Of such sweatshop labour she had this to say
―"Once work came in—as it often did—in the evening, and the
time marked for its return compelled me to work through that night,
all the next day, the following night, and the day after till about
seven in the evening. During that time I paused only to snatch
some food . . . . and for about two hours' sleep." And, when
an assignment was complete,
"we could not be released for
home at once, lest more work should come in. I was so tired and
sleepy that I laid my chair down on the [office's]
rag rug, used one of its
rungs as a pillow, and there I straightway enjoyed an incredibly
sweet snatch of slumber."
"Even the dry law papers which she copied had lessons for
Charlotte—hints of the subtlety and magnitude of hereditary
influences, of strange secret compensating laws of nature, to say
nothing of occasional terrible
revelations of social depths and complications beneath the smooth
surface of society, each working itself into some great problem that
the race must solve some day."
Isabella recycling life-experiences, from
"Doing
and Dreaming". |
Isabella excelled as a law-writer, eventually becoming
self-employed. But, when she in turn offered employment to 'gentlewomen'
in sore need of income, the memory of her time as secretary in the
Office for the Employment of Women was to revisit her
― this, of one "lady" that she sent to work as a copyist ― "when
she found that she would have to sit in the gentleman's library,
himself at work at another table, she refused to stay. She
said it was not proper, and she was so well-connected!"

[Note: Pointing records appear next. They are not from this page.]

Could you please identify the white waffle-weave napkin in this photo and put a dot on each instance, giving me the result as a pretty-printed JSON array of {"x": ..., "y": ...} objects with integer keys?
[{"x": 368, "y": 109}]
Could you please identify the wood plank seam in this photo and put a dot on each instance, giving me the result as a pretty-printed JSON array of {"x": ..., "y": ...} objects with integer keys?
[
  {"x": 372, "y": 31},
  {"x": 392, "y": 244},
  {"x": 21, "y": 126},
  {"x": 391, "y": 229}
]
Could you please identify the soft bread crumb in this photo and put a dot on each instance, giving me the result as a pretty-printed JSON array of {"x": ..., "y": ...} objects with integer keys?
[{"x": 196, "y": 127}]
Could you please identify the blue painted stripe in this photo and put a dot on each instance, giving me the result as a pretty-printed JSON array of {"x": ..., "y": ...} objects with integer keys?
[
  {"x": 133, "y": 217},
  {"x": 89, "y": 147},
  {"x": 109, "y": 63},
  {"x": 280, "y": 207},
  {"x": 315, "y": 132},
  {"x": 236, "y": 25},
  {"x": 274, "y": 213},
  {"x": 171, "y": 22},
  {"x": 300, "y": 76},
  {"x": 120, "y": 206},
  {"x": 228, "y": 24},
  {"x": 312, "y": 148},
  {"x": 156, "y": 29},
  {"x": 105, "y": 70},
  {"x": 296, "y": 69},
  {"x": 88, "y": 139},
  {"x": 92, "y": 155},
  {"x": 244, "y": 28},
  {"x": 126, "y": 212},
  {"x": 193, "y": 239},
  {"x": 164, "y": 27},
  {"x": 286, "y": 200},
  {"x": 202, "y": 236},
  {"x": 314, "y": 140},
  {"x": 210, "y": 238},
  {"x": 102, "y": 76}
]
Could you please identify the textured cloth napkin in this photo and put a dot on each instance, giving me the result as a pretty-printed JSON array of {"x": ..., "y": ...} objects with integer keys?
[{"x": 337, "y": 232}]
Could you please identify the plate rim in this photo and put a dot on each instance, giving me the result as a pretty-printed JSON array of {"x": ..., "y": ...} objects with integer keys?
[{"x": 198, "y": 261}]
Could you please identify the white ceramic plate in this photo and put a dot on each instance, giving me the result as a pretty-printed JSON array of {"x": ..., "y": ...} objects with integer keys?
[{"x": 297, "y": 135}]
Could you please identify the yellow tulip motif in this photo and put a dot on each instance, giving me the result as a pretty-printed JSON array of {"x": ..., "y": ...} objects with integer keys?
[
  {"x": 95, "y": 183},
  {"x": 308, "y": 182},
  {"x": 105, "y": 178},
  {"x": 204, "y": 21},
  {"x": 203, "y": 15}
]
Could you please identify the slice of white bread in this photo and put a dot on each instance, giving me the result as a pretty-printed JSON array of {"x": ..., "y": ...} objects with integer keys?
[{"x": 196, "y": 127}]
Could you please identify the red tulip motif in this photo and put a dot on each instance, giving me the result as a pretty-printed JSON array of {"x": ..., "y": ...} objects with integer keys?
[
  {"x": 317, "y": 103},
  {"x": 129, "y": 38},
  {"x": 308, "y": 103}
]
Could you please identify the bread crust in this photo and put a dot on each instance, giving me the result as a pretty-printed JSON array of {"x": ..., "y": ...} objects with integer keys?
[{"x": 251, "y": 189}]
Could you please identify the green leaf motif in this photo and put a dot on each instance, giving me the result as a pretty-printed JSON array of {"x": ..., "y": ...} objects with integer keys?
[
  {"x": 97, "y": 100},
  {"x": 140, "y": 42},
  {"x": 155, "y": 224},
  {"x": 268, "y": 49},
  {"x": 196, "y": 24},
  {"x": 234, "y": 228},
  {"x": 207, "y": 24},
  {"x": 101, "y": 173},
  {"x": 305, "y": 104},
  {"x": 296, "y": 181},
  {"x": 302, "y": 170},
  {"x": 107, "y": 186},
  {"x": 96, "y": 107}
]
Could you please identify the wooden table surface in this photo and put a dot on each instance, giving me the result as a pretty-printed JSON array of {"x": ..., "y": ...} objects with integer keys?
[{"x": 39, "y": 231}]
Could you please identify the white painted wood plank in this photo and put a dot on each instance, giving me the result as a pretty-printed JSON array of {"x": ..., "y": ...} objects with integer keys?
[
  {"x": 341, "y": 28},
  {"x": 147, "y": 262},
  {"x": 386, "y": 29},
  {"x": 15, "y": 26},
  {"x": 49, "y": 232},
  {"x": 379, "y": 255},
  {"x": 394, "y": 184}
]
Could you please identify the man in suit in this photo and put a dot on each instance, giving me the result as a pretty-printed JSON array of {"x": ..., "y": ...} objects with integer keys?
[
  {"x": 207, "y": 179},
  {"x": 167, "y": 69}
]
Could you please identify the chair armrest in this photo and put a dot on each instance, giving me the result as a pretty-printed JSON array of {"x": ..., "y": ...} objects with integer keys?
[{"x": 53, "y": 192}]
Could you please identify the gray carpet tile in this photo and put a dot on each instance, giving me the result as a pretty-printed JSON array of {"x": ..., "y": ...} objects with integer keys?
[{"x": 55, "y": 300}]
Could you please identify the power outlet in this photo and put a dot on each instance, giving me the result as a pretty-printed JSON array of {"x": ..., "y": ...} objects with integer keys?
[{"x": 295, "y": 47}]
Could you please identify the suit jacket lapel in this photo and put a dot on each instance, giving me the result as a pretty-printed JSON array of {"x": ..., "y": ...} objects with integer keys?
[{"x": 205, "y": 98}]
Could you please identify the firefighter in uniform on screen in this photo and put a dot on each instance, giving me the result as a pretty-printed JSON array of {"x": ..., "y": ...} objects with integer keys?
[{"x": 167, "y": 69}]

Some 30 years later Isabella was to recall such experience: in her
novel "Rab Bethune's Double," young Mary Olrig, having gained a
position as trainee telegraph operator (unpaid during training!) meets
an unsuccessful
applicant as she leaves the telegraph office
. . . .
"Well, I'm glad I've seen the place,"
remarked the elder woman, with an acid smile. "Now
my mind can be at rest about it. For I see it is
not the place for a lady by birth, so very well
connected as I am in the Church and the Army—of course,
it is a very good opportunity for plain, strong, young
girls, fit for roughing it; my dear, I suppose you are
to be congratulated."
The unhealthy influence of social
connections, from "Rab
Bethune's Double" |
. . . . Such were the social constraints faced by Victorian
middle-class women, even in the face of penury. This type of
experience was to teach Isabella an important commercial truth in
her law-writing business, that her "first
duty was not the philanthropic teaching and training of incompetent
women, but rather of getting and keeping as much work as I could
. . . . I fell into the habit of seeking assistance only from
the men law-writers."
From an early age, Isabella had shown interest in writing
both verse and stories . . . .
15A,
HOLLAND STREET,
KENSINGTON.
DEAR MISS FYVIE,
"I have just received your note and the little tale called 'Janet
Campbell.' You asked to have it noticed on the cover of the
magazine, but as I could only mention it there, I prefer to write to
you privately.
"At your early age, my dear, it is better that you should be
cultivating your own mind than that you should attempt to interest
and amuse others. You are not able at present to write from your own
observation, but must
draw your characters and scenes from books. This is not good for
you, and if you ever wish to write really well, you must wait till
you have made your own observations on human nature. I think your
tale very much
better than most girls of your age would have written, but I do not
consider it worthy of a place in the magazine (which I only began
this month to edit), but I feel interested in your account of
yourself. If you like to write
to me, and tell me what is your condition in life, whether you are
at school, and what you are doing to improve yourself, I should be
happy to answer your letter, and if I can give you any advice, shall
be glad to do so.
"I would not advise you to write any more till you are sixteen, and
in the meantime I would take particular notice how books and papers
which interest you are written. Say to yourself when you read of
children: 'Do the
children that I know talk in this way, or act in this way?' If they
do, then consider the book well written. If they do not, then notice
in what the difference consists. You should do the same in reference
to grown-up
people, though the most useful studies for you are girls of your own
age, because you can understand their motives best.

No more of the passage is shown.